|
Границы вроде той, что пролегает между «нормальной» жизнью и другой, которую мы могли бы выбрать. А ведь и ты мог бы перейти эту границу. Ты обещал перейти ее. Ты обещал мне. Ты обещал. Ты обещал. А я был с тобой таким мягким эти последние недели, говорил с тобой, лишь когда ты хотел разговаривать, слизывал слезы с твоих глаз, когда на самом-то деле мне хотелось сосать твой член. Я делал все, что ты хотел.
Я вижу, как он входит в кафе за час до этого, опоздав на десять минут, как будто бы у меня все равно не может быть занятий интереснее, чем ждать его (но это и в самом деле так, Роберт: единственное, чем я хочу заниматься, — это любить тебя).
— Никак не получалось уйти, — сказал он. — Детишки творили.
Еще одно идиотское английское слово. Творили что? Дерьмо? Произведения искусства? Или и то и другое сразу?
Его детишки. С ними вместе он за какой-то еще границей. Но я достаточно долго притворялся, будто бы они мне интересны. Ладно, ладно — мне и в самом деле было в каком-то смысле интересно. Я представлял себе выходные, которые мы будем проводить с ними вместе когда-нибудь в будущем, когда Эта-как-ее-там наконец от тебя отвяжется. Прогулки в парке. Большие рожки мороженого. Не то чтобы я все рассчитал наперед, но я мог бы включить это в свою программу. Я сделал бы это ради тебя, Роберт.
Столик, за которым я сижу, — сам по себе небольшое произведение искусства. Надо бы придумать ему название. «После предательства». Хорошо. Или так: «Все, что осталось». Две чашки, два блюдца, один человек. Достаточно одного взгляда, чтобы понять: недавно здесь было двое, потом один ушел. У одного — срочная встреча, планы, жизнь. А второй — это я, и у меня в целом свете нет ничего, кроме этой кофейной чашки. Возможно, вы даже видели, как он уходил, ну, такой, с редеющими волосами и в черных джинсах. Когда он пришел сюда час назад, на столе не было ничего, кроме красно-белой клетчатой клеенки, заламинированного меню и перечницы (солонки не было). Он извинился и сел за стол, и было заметно, как он дрожит.

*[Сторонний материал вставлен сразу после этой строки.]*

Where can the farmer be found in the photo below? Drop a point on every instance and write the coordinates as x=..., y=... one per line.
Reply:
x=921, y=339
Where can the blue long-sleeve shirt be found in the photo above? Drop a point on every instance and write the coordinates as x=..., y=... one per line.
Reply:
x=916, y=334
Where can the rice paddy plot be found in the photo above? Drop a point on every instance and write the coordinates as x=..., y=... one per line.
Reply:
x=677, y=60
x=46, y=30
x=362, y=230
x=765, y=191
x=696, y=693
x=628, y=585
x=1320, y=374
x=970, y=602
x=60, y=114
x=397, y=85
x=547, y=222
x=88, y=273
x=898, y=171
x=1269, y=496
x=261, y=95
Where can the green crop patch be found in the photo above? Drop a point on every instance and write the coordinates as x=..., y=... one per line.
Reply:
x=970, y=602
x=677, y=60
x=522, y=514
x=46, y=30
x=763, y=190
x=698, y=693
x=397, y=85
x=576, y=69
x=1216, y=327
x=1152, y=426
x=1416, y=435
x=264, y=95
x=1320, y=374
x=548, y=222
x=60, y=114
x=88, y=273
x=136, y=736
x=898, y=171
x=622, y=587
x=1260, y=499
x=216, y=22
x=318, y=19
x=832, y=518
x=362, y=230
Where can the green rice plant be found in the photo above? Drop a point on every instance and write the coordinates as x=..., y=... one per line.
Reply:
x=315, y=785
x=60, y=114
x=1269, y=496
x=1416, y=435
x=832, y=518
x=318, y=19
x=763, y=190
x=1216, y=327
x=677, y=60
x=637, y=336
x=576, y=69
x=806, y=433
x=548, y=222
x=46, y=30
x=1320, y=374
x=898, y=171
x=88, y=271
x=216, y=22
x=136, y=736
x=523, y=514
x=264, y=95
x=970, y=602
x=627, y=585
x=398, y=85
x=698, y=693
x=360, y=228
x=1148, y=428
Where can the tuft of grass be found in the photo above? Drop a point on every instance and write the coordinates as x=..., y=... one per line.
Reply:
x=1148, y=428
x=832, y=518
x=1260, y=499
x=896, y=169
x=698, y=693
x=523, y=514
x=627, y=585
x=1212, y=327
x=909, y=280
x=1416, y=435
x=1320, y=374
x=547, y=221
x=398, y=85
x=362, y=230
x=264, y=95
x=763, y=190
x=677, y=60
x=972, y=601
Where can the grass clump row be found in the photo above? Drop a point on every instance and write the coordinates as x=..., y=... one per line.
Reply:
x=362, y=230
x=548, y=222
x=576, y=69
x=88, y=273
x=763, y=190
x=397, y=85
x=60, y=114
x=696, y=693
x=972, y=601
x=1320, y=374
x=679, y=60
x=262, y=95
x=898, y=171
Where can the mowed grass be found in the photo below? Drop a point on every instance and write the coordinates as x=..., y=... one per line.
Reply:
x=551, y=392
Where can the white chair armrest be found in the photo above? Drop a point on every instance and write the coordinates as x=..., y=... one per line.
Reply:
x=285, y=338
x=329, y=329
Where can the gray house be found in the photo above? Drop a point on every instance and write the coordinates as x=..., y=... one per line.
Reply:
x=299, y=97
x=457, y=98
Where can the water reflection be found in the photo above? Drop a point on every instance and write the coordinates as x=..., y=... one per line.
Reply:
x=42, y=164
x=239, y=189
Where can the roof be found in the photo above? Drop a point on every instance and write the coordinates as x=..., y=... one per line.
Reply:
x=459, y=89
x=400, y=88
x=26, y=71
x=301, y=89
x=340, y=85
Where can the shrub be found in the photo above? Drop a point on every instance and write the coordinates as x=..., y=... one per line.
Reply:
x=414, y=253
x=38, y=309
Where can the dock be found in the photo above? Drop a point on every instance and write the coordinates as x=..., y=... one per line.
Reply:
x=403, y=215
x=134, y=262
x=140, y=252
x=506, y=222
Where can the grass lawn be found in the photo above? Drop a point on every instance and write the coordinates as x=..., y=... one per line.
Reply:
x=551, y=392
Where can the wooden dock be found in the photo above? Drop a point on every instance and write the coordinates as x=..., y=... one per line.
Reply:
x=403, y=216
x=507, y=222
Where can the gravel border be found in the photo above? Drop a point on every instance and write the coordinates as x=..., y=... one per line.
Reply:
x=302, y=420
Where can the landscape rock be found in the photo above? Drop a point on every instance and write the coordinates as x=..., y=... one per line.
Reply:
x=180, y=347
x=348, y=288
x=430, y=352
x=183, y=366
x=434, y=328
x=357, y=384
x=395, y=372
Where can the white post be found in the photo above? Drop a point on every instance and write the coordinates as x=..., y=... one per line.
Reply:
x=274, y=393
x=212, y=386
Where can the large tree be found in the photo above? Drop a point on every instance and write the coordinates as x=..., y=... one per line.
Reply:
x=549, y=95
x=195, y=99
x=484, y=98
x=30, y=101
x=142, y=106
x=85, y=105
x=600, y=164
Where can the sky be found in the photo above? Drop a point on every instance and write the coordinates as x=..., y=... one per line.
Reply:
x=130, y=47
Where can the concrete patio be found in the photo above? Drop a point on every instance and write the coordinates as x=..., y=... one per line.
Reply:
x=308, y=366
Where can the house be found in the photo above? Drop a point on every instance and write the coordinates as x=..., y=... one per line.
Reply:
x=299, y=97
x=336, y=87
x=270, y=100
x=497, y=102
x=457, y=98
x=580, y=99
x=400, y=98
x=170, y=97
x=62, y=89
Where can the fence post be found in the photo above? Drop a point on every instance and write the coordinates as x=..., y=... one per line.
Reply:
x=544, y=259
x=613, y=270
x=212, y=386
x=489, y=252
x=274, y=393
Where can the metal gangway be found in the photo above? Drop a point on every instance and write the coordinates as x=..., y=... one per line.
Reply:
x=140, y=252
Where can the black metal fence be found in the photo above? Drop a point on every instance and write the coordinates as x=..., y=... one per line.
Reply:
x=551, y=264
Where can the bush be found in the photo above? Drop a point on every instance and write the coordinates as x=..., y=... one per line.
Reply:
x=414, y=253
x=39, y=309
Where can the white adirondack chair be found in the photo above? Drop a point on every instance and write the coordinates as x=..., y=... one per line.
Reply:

— Кофе? — спросил я. Мне захотелось вмазать этому трясущемуся месиву. Захотелось сказать ему: да будь ты мужчиной! Если бы мне хотелось всю оставшуюся жизнь трахать девок, как думаешь, стал бы я сейчас все это затевать?
К нам подошла официантка. Они тут все говорят на французском — или, по крайней мере, изображают убедительный французский акцент, и поэтому он сказал «Кафе о лэ» с дурацким англо-французским произношением и потом еще добавил: «Мерси».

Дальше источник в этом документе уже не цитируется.